Give you an example. They sent me there to strip me and make me white. Now, in 500 years of fighting, no Indian has turned white! Let's fact it - I mean. You might shoot a gun and your skin turns white. Great! Okay. You'll find something 00:15:00out about Indians, as you go along here. But anyway, the government school created a great deal of psychological problems when I was young, and uh, there are still lingering elements of it. There is a very, very deep inset mistrust of uh, of promises. More or less, you will hear the term if you've been around Native Americans, that uh, "Well when I talk to him, I'm gonna stand sideways." And what it means is that, that man's honor is hobbling down. I'm not gonna face him. You know, it's like talking to a liar's mouth. It's not good. So, you take it with a grain of salt. Stand sideways, you know.

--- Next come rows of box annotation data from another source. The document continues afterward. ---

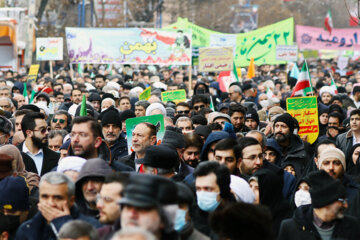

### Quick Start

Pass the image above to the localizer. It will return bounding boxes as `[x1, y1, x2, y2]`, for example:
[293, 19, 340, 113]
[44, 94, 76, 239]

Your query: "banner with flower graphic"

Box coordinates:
[66, 28, 191, 65]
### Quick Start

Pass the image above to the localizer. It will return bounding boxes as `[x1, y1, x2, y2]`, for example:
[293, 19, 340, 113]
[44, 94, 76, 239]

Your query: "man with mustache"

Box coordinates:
[315, 146, 360, 218]
[18, 112, 60, 176]
[277, 171, 360, 240]
[75, 158, 112, 218]
[101, 107, 128, 159]
[273, 113, 310, 179]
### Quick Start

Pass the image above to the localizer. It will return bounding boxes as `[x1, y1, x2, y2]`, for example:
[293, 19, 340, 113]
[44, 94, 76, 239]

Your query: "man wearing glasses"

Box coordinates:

KM: When we went to the native longhouse that's the way - they were real uh, leary. Most of the people we talked to.

WMA: Well, I'm excited that your instructor has sent an individual like you out 00:16:00to feel what debasement is like. And distrust. More or less, you're sitting here - and you're maybe in your mind think "Does he trust me? I mean he's gonna talk to me, but does he really trust me?" Well that's something that you're gonna have to decide. It's something that you have to decide. You have to earn the trust. Your eyes are good. See, Mouth talk all it want. Eyes talk more. Your eyes are good - because if your eyes weren't, I wouldn't - you couldn't pay me enough to talk.

KM: My Mom says my eyes are really expressive, sometimes that's scary. Cause sometimes I don't want people to know what I'm thinking.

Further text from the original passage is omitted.